Bilim gerçeği arayışta birçok role sahiptir. Gerçekliği kavramamıza yardımcı olur. Bilimin anlaşılması gözlem, deney ve mantıksal çıkarımlara dayalı bir bilgi edinme sürecidir. Ünlü bilim insanı Carl Sagan, bilimin önemini şu sözleriyle vurgular: “Bilim bilgisizliğe karşı bir mum yakmaktır. Doğanın yasalarını anlamak bizi karanlıktan çıkarır.” Yani insan bilim sayesinde bilmediği düzenin varlığını ve işleyişini kavrar, kendini bilim sayesinde geliştirir başka bir deyişle aydınlatır.

Bilimsel bilginin güvenirliliği de oldukça önemlidir Gerçeğin keşif sürecinde gözlem, test ve hipotezler vazgeçilmez unsurlardır. Bütün bu unsurlar, bilimin dolayısıyla da gerçeğin kabul görmesini sağlar diyebiliriz.

Bilim doğada gerçekleşen olayların anlamlandırılması ve bu olaylar hakkında öngörüde bulunulmasında da etkili bir araçtır. Fakat bilimin gerçekliği değişebilir bir özelliğe sahiptir. Albert Einstein bilimsel gerçekliğin bu durumunu şu sözüyle ifade eder: “Bilim her zaman tamamlanmamış bir yapıdır. Bugün kesin sandığımız bilgiler yarın yanlışlanabilir.” Bilimin gelişebilir ve değişebilir özelliği sayesinde bilimin bize yarınlarda hangi bilgileri getireceğini bilemeyiz ama bu bilgiler şimdi kesin sanılan bilgileri çürütebilir.

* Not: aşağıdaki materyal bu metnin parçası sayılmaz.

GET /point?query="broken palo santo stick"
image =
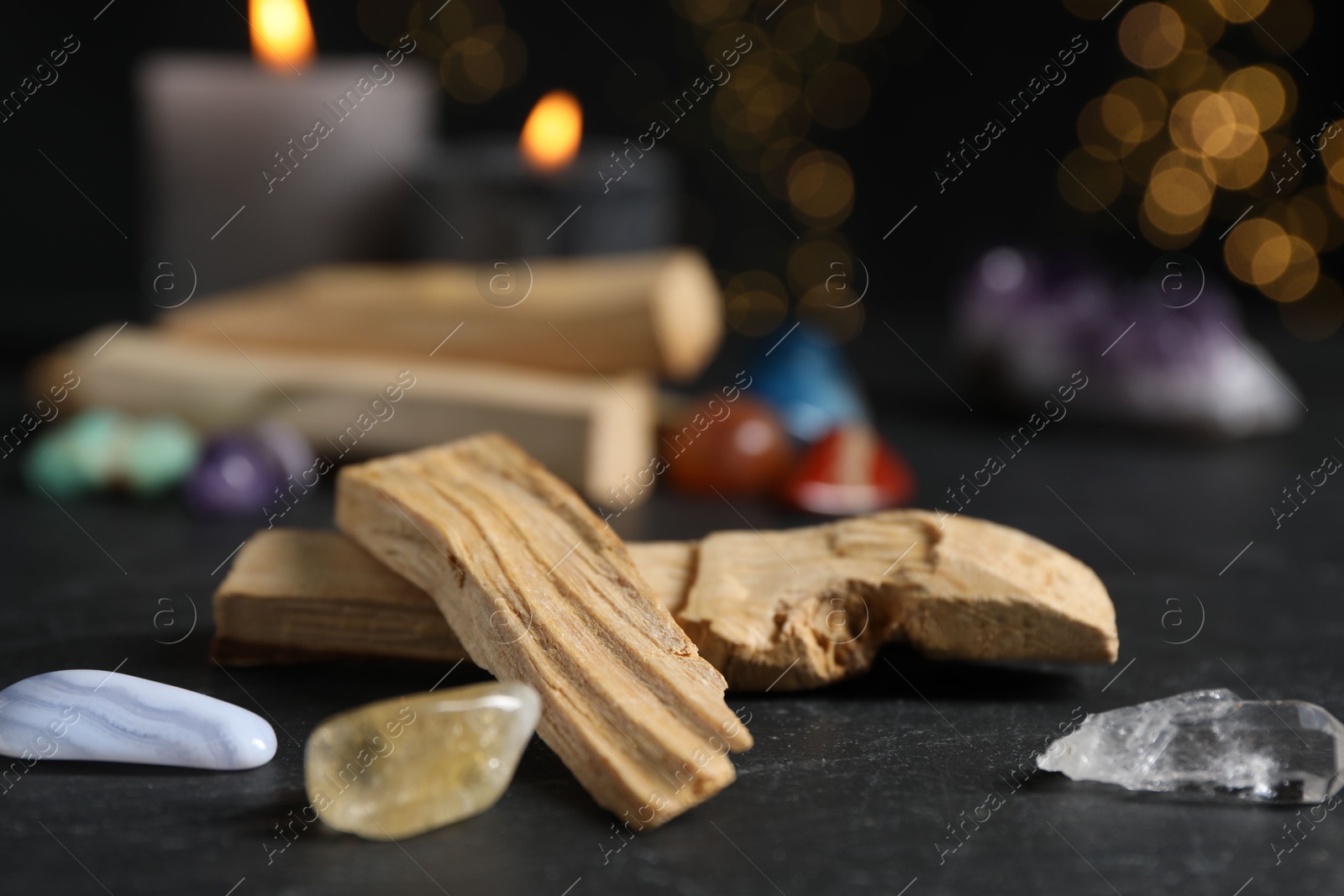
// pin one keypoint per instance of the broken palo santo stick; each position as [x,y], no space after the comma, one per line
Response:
[806,607]
[295,595]
[651,311]
[588,429]
[860,582]
[539,591]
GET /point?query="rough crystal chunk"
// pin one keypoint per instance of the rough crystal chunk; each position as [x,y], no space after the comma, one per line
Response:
[1210,741]
[400,768]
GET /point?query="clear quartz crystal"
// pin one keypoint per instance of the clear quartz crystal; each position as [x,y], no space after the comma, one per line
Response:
[1210,741]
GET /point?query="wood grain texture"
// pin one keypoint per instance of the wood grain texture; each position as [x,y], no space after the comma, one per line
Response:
[779,610]
[541,591]
[658,312]
[806,607]
[302,595]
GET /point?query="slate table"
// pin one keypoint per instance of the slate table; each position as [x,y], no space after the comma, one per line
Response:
[848,790]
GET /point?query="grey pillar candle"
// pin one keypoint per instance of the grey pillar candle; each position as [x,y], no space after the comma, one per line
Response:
[486,203]
[253,174]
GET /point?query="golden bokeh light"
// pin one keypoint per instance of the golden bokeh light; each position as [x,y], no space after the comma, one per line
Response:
[1242,244]
[837,94]
[1225,125]
[754,302]
[1240,172]
[1095,136]
[1089,183]
[281,34]
[1193,70]
[1238,11]
[779,159]
[1310,210]
[820,307]
[1152,35]
[1301,217]
[1139,164]
[1203,26]
[1317,315]
[1284,26]
[822,188]
[706,13]
[1182,194]
[1263,89]
[1300,271]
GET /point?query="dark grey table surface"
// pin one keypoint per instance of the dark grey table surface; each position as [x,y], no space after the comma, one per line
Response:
[850,789]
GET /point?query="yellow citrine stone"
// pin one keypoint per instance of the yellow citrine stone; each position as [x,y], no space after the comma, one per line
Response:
[400,768]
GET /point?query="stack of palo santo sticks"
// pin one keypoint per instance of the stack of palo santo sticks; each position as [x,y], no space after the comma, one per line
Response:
[474,550]
[561,355]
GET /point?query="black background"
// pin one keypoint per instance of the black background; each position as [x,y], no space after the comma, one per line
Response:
[848,789]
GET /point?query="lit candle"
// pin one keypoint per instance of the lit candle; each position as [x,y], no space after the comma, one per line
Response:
[542,194]
[257,168]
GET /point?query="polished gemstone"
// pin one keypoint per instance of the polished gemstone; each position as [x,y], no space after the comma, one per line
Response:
[87,714]
[1209,741]
[400,768]
[806,379]
[734,448]
[848,472]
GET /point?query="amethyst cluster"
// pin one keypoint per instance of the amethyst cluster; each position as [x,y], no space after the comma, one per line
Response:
[1168,351]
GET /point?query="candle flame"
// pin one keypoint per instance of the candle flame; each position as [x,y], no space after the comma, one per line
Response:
[281,34]
[553,130]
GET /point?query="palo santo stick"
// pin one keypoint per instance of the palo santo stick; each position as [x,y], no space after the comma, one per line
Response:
[300,594]
[295,595]
[753,614]
[656,311]
[806,607]
[541,591]
[589,430]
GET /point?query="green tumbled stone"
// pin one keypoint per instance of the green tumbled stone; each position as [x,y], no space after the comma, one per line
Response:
[400,768]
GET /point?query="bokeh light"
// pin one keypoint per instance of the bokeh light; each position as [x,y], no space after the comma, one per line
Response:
[1263,89]
[754,302]
[1317,315]
[1152,35]
[822,188]
[1089,183]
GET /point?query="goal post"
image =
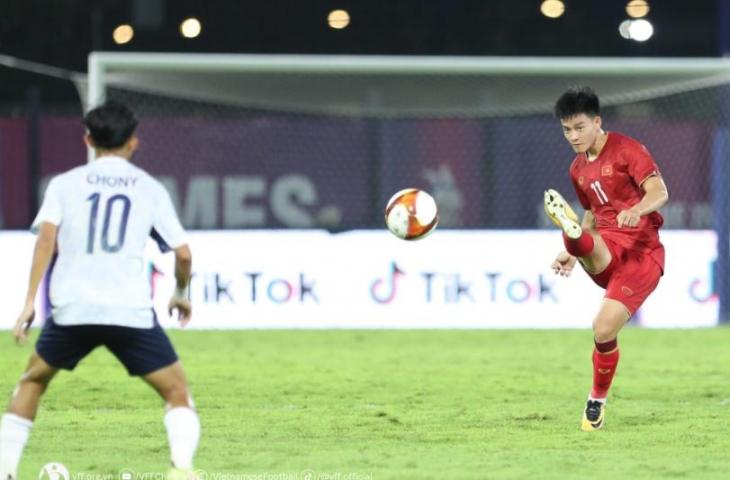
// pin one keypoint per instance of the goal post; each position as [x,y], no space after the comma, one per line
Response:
[321,141]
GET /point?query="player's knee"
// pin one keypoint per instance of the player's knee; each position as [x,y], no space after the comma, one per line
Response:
[177,395]
[604,333]
[36,376]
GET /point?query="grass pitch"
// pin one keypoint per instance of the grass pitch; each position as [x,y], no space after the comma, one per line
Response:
[357,405]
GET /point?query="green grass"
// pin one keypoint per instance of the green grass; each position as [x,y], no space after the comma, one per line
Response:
[401,404]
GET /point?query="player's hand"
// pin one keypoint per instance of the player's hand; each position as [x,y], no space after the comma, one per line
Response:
[183,307]
[25,320]
[563,264]
[628,218]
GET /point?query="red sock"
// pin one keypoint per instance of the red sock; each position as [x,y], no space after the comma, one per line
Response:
[579,247]
[605,360]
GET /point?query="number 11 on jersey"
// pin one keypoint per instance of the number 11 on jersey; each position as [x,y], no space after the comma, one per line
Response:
[598,190]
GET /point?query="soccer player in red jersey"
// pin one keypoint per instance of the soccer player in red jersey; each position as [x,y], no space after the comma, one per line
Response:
[617,242]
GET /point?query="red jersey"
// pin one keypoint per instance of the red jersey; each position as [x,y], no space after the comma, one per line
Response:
[611,183]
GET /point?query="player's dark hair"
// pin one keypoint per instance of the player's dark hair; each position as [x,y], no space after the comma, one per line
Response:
[577,100]
[110,125]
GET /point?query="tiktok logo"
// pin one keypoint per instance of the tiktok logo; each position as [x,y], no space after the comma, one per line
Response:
[383,290]
[710,292]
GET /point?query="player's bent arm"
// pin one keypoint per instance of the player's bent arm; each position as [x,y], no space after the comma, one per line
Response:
[45,246]
[655,195]
[183,270]
[589,221]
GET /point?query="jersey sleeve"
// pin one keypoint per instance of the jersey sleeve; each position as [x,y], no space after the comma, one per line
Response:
[641,164]
[167,230]
[51,210]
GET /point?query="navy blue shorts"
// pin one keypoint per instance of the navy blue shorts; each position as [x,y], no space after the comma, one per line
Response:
[141,350]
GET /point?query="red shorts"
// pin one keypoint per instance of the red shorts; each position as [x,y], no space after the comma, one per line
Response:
[630,277]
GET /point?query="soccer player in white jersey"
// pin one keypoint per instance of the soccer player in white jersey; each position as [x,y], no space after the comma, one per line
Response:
[92,228]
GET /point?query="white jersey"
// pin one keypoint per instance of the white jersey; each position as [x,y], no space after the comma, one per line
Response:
[106,211]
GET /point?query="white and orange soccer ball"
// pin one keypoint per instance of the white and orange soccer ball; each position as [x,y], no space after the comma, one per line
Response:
[411,214]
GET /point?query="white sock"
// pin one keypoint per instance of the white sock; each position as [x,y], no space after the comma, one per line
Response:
[183,433]
[14,433]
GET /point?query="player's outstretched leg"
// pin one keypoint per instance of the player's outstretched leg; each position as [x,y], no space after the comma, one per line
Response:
[181,420]
[588,246]
[562,215]
[16,424]
[609,321]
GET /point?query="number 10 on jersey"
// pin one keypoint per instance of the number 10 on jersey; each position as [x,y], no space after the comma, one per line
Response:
[108,245]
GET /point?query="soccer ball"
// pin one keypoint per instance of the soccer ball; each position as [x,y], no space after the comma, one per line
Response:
[411,214]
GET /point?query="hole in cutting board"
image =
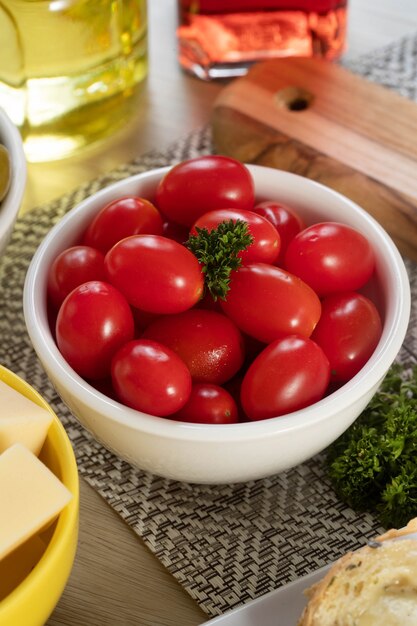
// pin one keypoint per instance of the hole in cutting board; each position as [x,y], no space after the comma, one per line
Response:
[293,98]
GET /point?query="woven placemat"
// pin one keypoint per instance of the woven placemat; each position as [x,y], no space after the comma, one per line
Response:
[225,544]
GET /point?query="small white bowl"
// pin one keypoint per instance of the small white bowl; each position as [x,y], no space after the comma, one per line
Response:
[236,452]
[10,205]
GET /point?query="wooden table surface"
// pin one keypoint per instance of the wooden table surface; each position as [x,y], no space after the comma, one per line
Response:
[116,581]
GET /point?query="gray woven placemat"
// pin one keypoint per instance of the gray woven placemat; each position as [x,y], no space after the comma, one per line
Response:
[225,544]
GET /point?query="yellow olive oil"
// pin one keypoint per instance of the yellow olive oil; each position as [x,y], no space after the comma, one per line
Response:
[68,69]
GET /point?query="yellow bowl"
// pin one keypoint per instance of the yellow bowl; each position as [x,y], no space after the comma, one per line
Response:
[34,599]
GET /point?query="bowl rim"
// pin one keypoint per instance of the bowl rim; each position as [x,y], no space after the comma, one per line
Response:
[68,518]
[10,137]
[373,371]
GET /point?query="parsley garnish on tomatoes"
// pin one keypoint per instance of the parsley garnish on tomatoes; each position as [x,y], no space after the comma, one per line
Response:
[217,251]
[373,465]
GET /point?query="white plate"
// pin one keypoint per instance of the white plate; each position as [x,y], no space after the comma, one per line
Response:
[281,607]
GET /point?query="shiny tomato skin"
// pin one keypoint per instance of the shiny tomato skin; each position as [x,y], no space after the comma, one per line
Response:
[208,404]
[72,267]
[93,322]
[266,240]
[348,333]
[289,374]
[202,184]
[150,377]
[208,342]
[286,221]
[331,257]
[266,302]
[155,274]
[126,216]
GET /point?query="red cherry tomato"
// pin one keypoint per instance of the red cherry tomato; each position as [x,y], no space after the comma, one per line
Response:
[286,221]
[289,374]
[208,404]
[208,342]
[267,302]
[266,241]
[198,185]
[93,322]
[150,377]
[348,332]
[331,257]
[122,218]
[71,268]
[155,274]
[175,231]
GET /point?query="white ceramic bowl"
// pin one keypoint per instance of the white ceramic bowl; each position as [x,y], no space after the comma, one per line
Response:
[10,205]
[236,452]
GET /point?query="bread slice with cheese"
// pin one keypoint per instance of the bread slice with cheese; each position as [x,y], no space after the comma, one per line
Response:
[373,586]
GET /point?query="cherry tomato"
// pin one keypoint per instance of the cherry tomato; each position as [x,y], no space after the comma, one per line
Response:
[267,302]
[286,221]
[121,218]
[266,241]
[208,342]
[175,231]
[155,274]
[208,404]
[289,374]
[331,257]
[348,332]
[198,185]
[150,377]
[93,322]
[71,268]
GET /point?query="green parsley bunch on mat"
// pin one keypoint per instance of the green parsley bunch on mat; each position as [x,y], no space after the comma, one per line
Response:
[373,465]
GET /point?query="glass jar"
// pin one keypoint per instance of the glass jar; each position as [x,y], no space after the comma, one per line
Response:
[68,69]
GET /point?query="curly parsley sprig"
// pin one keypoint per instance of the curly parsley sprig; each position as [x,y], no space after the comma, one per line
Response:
[373,465]
[218,253]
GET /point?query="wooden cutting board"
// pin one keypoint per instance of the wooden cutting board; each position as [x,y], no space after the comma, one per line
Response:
[315,118]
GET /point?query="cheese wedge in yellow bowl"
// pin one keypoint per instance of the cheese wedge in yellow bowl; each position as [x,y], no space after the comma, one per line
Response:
[39,564]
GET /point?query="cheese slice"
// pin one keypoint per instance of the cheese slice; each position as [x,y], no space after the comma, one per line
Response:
[18,564]
[21,420]
[31,497]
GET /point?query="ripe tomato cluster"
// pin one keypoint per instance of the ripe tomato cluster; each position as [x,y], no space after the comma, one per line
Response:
[203,305]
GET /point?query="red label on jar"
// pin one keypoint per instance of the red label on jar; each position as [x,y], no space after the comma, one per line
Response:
[235,6]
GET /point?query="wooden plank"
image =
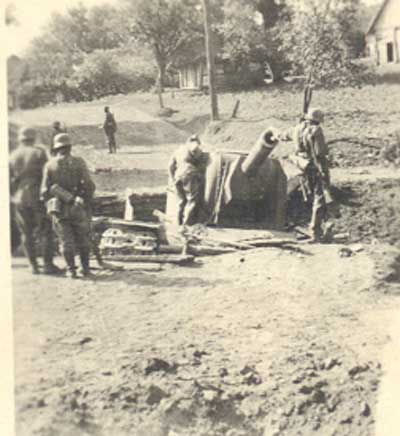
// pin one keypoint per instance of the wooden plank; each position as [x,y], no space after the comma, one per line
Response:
[159,258]
[195,249]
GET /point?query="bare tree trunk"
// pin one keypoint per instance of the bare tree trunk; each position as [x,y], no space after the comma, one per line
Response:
[160,86]
[210,61]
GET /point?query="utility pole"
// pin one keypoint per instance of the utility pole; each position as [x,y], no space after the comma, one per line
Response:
[210,61]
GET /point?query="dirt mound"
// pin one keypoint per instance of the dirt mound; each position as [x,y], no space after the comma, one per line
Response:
[367,211]
[247,353]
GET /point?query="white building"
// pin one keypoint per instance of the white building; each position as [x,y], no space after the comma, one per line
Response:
[383,36]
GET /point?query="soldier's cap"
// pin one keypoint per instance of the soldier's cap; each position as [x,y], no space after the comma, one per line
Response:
[315,114]
[270,135]
[61,140]
[194,138]
[27,134]
[193,143]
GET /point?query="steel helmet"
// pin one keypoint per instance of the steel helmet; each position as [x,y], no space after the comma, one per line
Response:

Bilim evrenin işleyişini bize açıklar. Fizikte yer çekimi, kimyada maddelerin atom yapısı, biyolojide mikroskobik canlıların özellikleri gibi bilgilerle bu işleyişin düzenini tüm detaylarıyla bize aktarır, rehber olur.

Bilimin gerçeği arayışımızdaki rolü hakkında bazı edebiyatçıların da görüşleri bulunuyor. Örneğin Asimov hem bilim insanı hem de edebiyatçı olarak, bilimin sürekli sorgulama ve doğrulama sürecindeki önemini vurguluyor. Bunu şu sözüyle ifade eder : “Bilim cahilliğin düzenlenmiş şeklidir.” Aynı zamanda bu sözüyle bilimin cahilliğin ardından gelişen bir kavram olduğunu da vurgulamıştır. Bilimin gerçeği arayıştaki rolü hakkında görüş öne süren bir diğer edebiyatçı da Johnn Wolfgang Von Goethe’dir. Sanatçı bu konuda şöyle der: “Bilim ve sanat, yalnızca onlara tüm varlığını adayan insanlara kendilerini bütünüyle açarlar.” Goethe burada, bilimin gerçeği bulabilmesi için ona adanmışlık gerektirdiğini vurguluyor. Bilim, yalnızca yüzeysel bir uğraş olarak görülmezse ve ona tutkuyla yaklaşılırsa insanı hakikate ulaştırabilir.

Bu konuda Victor Hugo’ya da kulak verelim: “ Bilim bir ışık gibidir; onu arayanı aydınlatır.” Bu söz, bilimin insanlığı bilinmezlik ve cehaletten kurtaran bir rehber olduğunu vurgulamaktadır. Gerçeğe ulaşmak isteyenler için bilim o yola ışık tutan bir kavramdır.

Felsefe, sanat ve etik gibi konular da bilime temel oluşturur. Bilim temelini sorgulamadan, düşünceden alır. Felsefe ise bu noktada bilimin ilk kıvılcımlarını çakar. Sanat bilime ilham ve bakış açısı kazandırır. Yani en başından bilime temel olurlar.

Son olarak bilim, sistematik ve güvenilir yöntemleriyle gerçeği arayışımızda önemli rol oynar. Doğayı anlamamıza ve işleyişi kavramamıza yardımcıdır. Bilim gelişebilir özelliği sayesinde de gelecekte daha çok bilgiden haberdar olmamızı sağlayacaktır. Yani bilim gerçeği arayışımızda bizim için eşsiz bir dost, sadık bir yol arkadaşıdır.